# Databases

## Fundamentals of Databases

Notice a tyop typo? Please submit an issue or open a PR.

# Fundamentals of Databases

## Overview

We define a database as a model of reality, a definition that raises two important questions:

1. Why use models at all?
2. When is it appropriate to use a database management system (DBMS) to create such a model?

## Why Use Models

Why should we use models at all? First, models help us examine and manage parts of the real world. Second, the costs of implementing a model are often considerably lower than the costs of using or experimenting with reality.

We can build models that correspond to many different slices of reality. For example, we can create a model of the US economy, which might allow us to observe the effects of proposed laws before implementing them in society. We might model a tsunami warning system that we could use to save humans, crops, and livestock. A model that simulates traffic can aid in determining where to build roads.
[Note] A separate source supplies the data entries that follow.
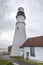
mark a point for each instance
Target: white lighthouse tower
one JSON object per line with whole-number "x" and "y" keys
{"x": 20, "y": 33}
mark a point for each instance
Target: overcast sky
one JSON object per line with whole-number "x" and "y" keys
{"x": 34, "y": 19}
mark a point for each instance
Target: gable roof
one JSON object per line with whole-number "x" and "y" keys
{"x": 36, "y": 41}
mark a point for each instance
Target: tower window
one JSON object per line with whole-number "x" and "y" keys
{"x": 32, "y": 51}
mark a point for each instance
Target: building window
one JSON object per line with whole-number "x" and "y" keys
{"x": 32, "y": 51}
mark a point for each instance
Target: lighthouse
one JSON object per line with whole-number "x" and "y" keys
{"x": 20, "y": 32}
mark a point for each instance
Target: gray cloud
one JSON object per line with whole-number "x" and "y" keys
{"x": 34, "y": 16}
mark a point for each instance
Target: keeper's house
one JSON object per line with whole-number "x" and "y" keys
{"x": 32, "y": 48}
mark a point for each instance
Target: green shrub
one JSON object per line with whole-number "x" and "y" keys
{"x": 10, "y": 63}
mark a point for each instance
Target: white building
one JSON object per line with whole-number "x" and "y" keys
{"x": 20, "y": 34}
{"x": 32, "y": 48}
{"x": 3, "y": 50}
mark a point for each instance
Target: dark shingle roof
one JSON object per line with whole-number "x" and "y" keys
{"x": 36, "y": 41}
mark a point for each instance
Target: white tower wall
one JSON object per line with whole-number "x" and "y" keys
{"x": 20, "y": 35}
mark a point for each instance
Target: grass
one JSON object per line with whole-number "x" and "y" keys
{"x": 4, "y": 62}
{"x": 25, "y": 60}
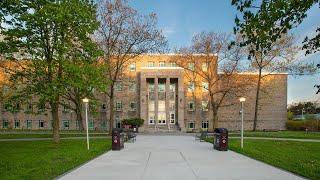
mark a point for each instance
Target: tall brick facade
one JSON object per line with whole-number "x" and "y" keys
{"x": 155, "y": 89}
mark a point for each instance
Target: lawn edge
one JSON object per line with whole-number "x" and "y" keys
{"x": 79, "y": 166}
{"x": 280, "y": 168}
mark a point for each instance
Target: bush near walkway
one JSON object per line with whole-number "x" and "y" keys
{"x": 311, "y": 125}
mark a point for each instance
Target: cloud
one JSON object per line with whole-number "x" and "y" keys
{"x": 167, "y": 31}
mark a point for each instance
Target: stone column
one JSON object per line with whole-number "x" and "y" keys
{"x": 181, "y": 103}
{"x": 156, "y": 102}
{"x": 143, "y": 101}
{"x": 167, "y": 99}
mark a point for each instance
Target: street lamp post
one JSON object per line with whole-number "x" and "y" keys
{"x": 86, "y": 102}
{"x": 242, "y": 100}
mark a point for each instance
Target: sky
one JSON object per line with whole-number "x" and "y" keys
{"x": 181, "y": 19}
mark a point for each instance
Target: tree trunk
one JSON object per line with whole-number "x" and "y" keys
{"x": 111, "y": 110}
{"x": 256, "y": 107}
{"x": 55, "y": 117}
{"x": 79, "y": 116}
{"x": 214, "y": 118}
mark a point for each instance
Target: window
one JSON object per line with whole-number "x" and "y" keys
{"x": 132, "y": 86}
{"x": 150, "y": 64}
{"x": 132, "y": 67}
{"x": 5, "y": 124}
{"x": 162, "y": 64}
{"x": 132, "y": 106}
{"x": 29, "y": 124}
{"x": 77, "y": 124}
{"x": 191, "y": 125}
{"x": 91, "y": 125}
{"x": 118, "y": 106}
{"x": 65, "y": 124}
{"x": 118, "y": 86}
{"x": 104, "y": 107}
{"x": 17, "y": 107}
{"x": 191, "y": 106}
{"x": 204, "y": 67}
{"x": 103, "y": 124}
{"x": 172, "y": 64}
{"x": 41, "y": 107}
{"x": 172, "y": 118}
{"x": 41, "y": 124}
{"x": 204, "y": 106}
{"x": 7, "y": 106}
{"x": 29, "y": 107}
{"x": 191, "y": 86}
{"x": 205, "y": 86}
{"x": 191, "y": 66}
{"x": 118, "y": 122}
{"x": 204, "y": 125}
{"x": 17, "y": 124}
{"x": 151, "y": 118}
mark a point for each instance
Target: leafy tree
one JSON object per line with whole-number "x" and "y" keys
{"x": 264, "y": 26}
{"x": 40, "y": 37}
{"x": 212, "y": 64}
{"x": 123, "y": 35}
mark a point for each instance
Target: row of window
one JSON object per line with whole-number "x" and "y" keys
{"x": 204, "y": 86}
{"x": 132, "y": 66}
{"x": 204, "y": 125}
{"x": 204, "y": 106}
{"x": 41, "y": 124}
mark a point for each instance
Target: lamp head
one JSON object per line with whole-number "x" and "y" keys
{"x": 85, "y": 100}
{"x": 242, "y": 99}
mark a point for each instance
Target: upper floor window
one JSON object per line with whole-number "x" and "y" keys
{"x": 205, "y": 86}
{"x": 204, "y": 105}
{"x": 204, "y": 67}
{"x": 191, "y": 106}
{"x": 132, "y": 67}
{"x": 132, "y": 86}
{"x": 191, "y": 86}
{"x": 150, "y": 64}
{"x": 118, "y": 86}
{"x": 118, "y": 106}
{"x": 191, "y": 66}
{"x": 162, "y": 64}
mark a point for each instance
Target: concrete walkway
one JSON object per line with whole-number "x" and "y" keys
{"x": 176, "y": 158}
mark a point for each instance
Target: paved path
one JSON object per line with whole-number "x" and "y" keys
{"x": 174, "y": 158}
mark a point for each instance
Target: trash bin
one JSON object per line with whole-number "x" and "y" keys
{"x": 117, "y": 139}
{"x": 220, "y": 139}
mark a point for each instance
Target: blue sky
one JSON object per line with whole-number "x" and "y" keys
{"x": 181, "y": 19}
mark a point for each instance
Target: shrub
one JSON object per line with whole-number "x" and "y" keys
{"x": 133, "y": 122}
{"x": 311, "y": 125}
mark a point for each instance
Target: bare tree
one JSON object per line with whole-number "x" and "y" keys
{"x": 213, "y": 63}
{"x": 123, "y": 35}
{"x": 281, "y": 57}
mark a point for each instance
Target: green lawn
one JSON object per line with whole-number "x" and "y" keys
{"x": 302, "y": 158}
{"x": 45, "y": 160}
{"x": 282, "y": 134}
{"x": 47, "y": 135}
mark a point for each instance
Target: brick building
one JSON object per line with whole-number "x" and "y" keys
{"x": 157, "y": 90}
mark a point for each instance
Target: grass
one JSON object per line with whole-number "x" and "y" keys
{"x": 44, "y": 159}
{"x": 30, "y": 135}
{"x": 281, "y": 134}
{"x": 302, "y": 158}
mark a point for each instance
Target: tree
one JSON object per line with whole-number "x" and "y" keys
{"x": 39, "y": 38}
{"x": 212, "y": 64}
{"x": 123, "y": 35}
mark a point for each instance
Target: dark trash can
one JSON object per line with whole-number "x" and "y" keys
{"x": 220, "y": 139}
{"x": 117, "y": 139}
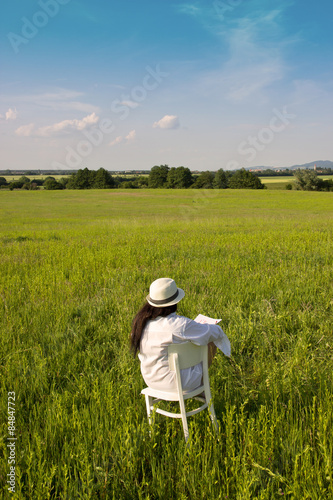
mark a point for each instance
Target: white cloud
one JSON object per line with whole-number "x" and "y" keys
{"x": 11, "y": 114}
{"x": 59, "y": 99}
{"x": 117, "y": 140}
{"x": 130, "y": 104}
{"x": 60, "y": 128}
{"x": 25, "y": 130}
{"x": 167, "y": 122}
{"x": 130, "y": 137}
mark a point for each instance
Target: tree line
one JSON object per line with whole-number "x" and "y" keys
{"x": 170, "y": 178}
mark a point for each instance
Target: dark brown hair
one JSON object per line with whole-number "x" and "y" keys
{"x": 146, "y": 313}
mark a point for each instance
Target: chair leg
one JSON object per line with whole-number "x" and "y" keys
{"x": 149, "y": 401}
{"x": 184, "y": 418}
{"x": 213, "y": 417}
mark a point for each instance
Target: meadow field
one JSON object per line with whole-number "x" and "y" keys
{"x": 76, "y": 267}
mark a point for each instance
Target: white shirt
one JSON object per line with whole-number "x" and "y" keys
{"x": 173, "y": 329}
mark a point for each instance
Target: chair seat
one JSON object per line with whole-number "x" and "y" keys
{"x": 171, "y": 396}
{"x": 182, "y": 356}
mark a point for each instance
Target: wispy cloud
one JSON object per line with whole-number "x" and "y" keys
{"x": 167, "y": 122}
{"x": 11, "y": 114}
{"x": 60, "y": 128}
{"x": 58, "y": 99}
{"x": 130, "y": 137}
{"x": 130, "y": 104}
{"x": 247, "y": 65}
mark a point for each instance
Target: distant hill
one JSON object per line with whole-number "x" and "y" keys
{"x": 319, "y": 163}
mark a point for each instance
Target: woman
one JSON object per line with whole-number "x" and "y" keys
{"x": 157, "y": 325}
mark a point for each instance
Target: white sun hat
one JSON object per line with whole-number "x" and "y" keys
{"x": 164, "y": 292}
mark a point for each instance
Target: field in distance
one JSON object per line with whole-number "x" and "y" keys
{"x": 76, "y": 267}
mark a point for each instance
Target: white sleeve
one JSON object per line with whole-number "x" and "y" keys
{"x": 202, "y": 334}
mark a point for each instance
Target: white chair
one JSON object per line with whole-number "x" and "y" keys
{"x": 183, "y": 356}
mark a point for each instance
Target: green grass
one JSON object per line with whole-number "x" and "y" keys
{"x": 75, "y": 268}
{"x": 280, "y": 182}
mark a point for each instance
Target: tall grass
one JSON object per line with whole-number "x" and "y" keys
{"x": 75, "y": 268}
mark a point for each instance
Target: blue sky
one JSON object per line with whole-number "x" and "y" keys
{"x": 129, "y": 85}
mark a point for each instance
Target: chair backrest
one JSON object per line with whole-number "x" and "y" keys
{"x": 189, "y": 355}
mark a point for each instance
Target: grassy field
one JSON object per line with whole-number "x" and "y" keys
{"x": 280, "y": 182}
{"x": 75, "y": 268}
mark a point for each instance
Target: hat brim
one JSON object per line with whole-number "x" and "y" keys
{"x": 180, "y": 296}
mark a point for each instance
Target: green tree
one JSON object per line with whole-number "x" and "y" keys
{"x": 306, "y": 180}
{"x": 52, "y": 184}
{"x": 243, "y": 179}
{"x": 179, "y": 178}
{"x": 24, "y": 179}
{"x": 103, "y": 180}
{"x": 221, "y": 179}
{"x": 204, "y": 180}
{"x": 158, "y": 176}
{"x": 83, "y": 179}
A fundamental problem we encounter when building models is that we must agree on the reality we want to represent and the elements of reality we've chosen to include in our model.

## A Map is a Model of Reality

Consider this map of the world.

What's wrong with it? First, we typically expect north to face "up" on a map. Let's fix that.
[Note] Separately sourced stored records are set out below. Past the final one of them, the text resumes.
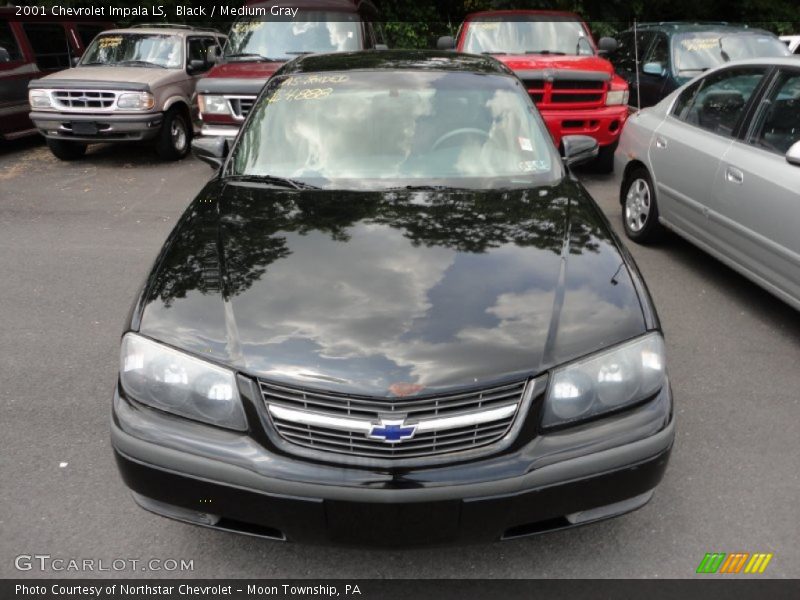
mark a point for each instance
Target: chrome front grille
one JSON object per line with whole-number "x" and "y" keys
{"x": 241, "y": 105}
{"x": 439, "y": 424}
{"x": 84, "y": 99}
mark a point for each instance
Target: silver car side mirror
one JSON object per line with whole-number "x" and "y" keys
{"x": 654, "y": 68}
{"x": 579, "y": 149}
{"x": 793, "y": 154}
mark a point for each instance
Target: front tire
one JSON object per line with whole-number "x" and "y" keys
{"x": 66, "y": 150}
{"x": 174, "y": 139}
{"x": 639, "y": 207}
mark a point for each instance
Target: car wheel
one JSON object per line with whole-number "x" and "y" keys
{"x": 639, "y": 207}
{"x": 66, "y": 150}
{"x": 175, "y": 136}
{"x": 604, "y": 163}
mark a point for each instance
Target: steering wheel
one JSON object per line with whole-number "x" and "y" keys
{"x": 457, "y": 132}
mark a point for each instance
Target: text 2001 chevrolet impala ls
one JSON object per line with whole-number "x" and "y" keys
{"x": 393, "y": 317}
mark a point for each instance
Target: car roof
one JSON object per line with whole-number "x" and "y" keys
{"x": 683, "y": 27}
{"x": 522, "y": 12}
{"x": 337, "y": 5}
{"x": 164, "y": 31}
{"x": 388, "y": 60}
{"x": 777, "y": 61}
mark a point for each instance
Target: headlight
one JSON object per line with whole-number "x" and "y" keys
{"x": 179, "y": 383}
{"x": 136, "y": 101}
{"x": 213, "y": 105}
{"x": 616, "y": 97}
{"x": 39, "y": 99}
{"x": 606, "y": 381}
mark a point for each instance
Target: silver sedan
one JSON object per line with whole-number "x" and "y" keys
{"x": 718, "y": 162}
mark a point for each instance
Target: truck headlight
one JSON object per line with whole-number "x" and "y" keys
{"x": 213, "y": 105}
{"x": 606, "y": 381}
{"x": 39, "y": 99}
{"x": 179, "y": 383}
{"x": 136, "y": 101}
{"x": 614, "y": 97}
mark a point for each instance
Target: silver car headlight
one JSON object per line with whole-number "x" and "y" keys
{"x": 136, "y": 101}
{"x": 606, "y": 381}
{"x": 213, "y": 105}
{"x": 178, "y": 383}
{"x": 40, "y": 99}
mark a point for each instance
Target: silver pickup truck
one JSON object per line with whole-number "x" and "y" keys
{"x": 130, "y": 85}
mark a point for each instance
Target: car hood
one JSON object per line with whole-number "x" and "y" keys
{"x": 245, "y": 70}
{"x": 535, "y": 62}
{"x": 151, "y": 76}
{"x": 357, "y": 291}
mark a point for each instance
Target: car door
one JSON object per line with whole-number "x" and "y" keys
{"x": 15, "y": 73}
{"x": 686, "y": 149}
{"x": 756, "y": 199}
{"x": 653, "y": 82}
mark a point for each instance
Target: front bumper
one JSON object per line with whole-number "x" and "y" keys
{"x": 239, "y": 482}
{"x": 105, "y": 127}
{"x": 212, "y": 130}
{"x": 603, "y": 124}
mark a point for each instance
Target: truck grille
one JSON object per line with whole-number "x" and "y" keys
{"x": 241, "y": 105}
{"x": 554, "y": 94}
{"x": 84, "y": 99}
{"x": 344, "y": 424}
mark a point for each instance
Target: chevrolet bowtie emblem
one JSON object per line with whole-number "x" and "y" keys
{"x": 392, "y": 431}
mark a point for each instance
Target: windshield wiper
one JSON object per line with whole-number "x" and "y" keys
{"x": 272, "y": 180}
{"x": 546, "y": 52}
{"x": 140, "y": 62}
{"x": 259, "y": 57}
{"x": 422, "y": 188}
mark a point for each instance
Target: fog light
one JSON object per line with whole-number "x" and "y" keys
{"x": 610, "y": 510}
{"x": 175, "y": 512}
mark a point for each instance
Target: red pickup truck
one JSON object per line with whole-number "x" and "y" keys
{"x": 260, "y": 45}
{"x": 555, "y": 56}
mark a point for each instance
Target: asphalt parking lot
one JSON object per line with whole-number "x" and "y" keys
{"x": 76, "y": 241}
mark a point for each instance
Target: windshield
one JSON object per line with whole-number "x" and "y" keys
{"x": 527, "y": 37}
{"x": 134, "y": 50}
{"x": 378, "y": 130}
{"x": 283, "y": 40}
{"x": 699, "y": 52}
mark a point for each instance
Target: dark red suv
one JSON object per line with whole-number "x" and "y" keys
{"x": 29, "y": 49}
{"x": 259, "y": 46}
{"x": 555, "y": 56}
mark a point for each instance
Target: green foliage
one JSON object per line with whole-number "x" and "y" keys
{"x": 417, "y": 23}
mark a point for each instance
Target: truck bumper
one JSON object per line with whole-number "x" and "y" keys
{"x": 97, "y": 127}
{"x": 603, "y": 124}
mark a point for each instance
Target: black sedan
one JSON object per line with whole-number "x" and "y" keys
{"x": 393, "y": 316}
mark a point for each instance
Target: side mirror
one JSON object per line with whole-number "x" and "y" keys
{"x": 606, "y": 45}
{"x": 653, "y": 69}
{"x": 793, "y": 154}
{"x": 446, "y": 42}
{"x": 197, "y": 66}
{"x": 211, "y": 150}
{"x": 579, "y": 149}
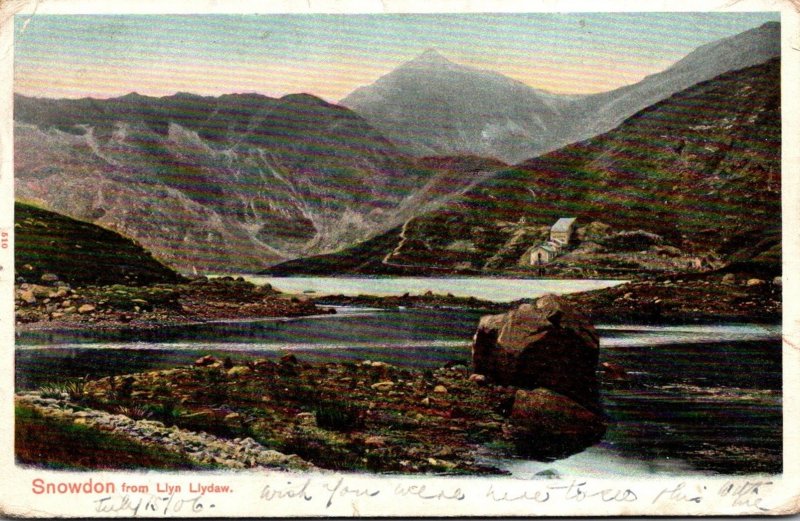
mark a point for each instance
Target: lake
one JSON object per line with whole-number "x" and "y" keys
{"x": 497, "y": 290}
{"x": 706, "y": 399}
North is now "up," but the countries are not to scale; South America, for example, looks too thin. The map also portrays land with the color blue, yet we generally expect water to be blue and land to be green or tan.

Here is a map where everything looks right.
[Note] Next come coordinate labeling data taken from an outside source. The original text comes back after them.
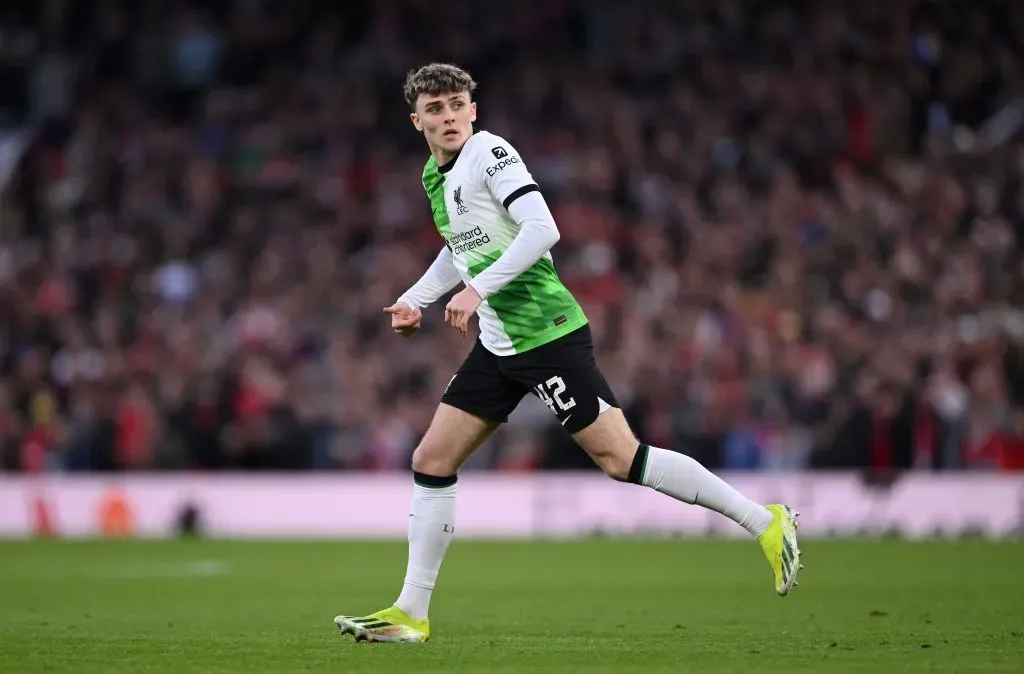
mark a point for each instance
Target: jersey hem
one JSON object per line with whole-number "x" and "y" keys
{"x": 546, "y": 337}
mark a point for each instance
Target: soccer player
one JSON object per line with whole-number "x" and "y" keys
{"x": 498, "y": 234}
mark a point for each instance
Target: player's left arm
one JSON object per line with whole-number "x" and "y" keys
{"x": 508, "y": 180}
{"x": 511, "y": 184}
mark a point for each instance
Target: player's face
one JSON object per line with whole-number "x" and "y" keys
{"x": 446, "y": 121}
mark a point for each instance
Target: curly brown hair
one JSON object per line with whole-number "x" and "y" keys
{"x": 435, "y": 79}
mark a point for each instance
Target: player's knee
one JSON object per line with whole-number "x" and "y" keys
{"x": 433, "y": 460}
{"x": 614, "y": 465}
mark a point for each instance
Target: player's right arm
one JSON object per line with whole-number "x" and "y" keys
{"x": 439, "y": 279}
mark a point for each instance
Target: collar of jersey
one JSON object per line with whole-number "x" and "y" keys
{"x": 448, "y": 167}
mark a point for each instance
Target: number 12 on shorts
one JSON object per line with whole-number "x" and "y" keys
{"x": 551, "y": 393}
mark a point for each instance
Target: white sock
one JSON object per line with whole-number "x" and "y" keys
{"x": 431, "y": 524}
{"x": 685, "y": 479}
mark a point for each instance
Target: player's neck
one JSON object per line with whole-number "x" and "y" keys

From this example, we can see that using models to communicate information effectively requires first establishing and conforming to a set of shared expectations.

## Map Example

Let's look at a more detailed map, this time of Atlanta, Georgia.

This map contains a language to describe reality. In that language, different colors label different kinds of roads. For example, the map depicts US Interstate system roads in blue, state highways in green, and more minor roads in yellow.

We have letters available to spell the names of places, such as the East Point and College Park neighborhoods. We have symbols available to indicate forests, airports, and other points of interest.

It's important to understand that a model may contain errors. This map might be outdated, describing aspects of reality that have changed since its publication, or it might be flat-out wrong and convey a world that never existed.

A model may contain information that is useful but doesn't have any physical counterpart in reality. For example, maps may have contour lines, which we create to help us better visualize topography.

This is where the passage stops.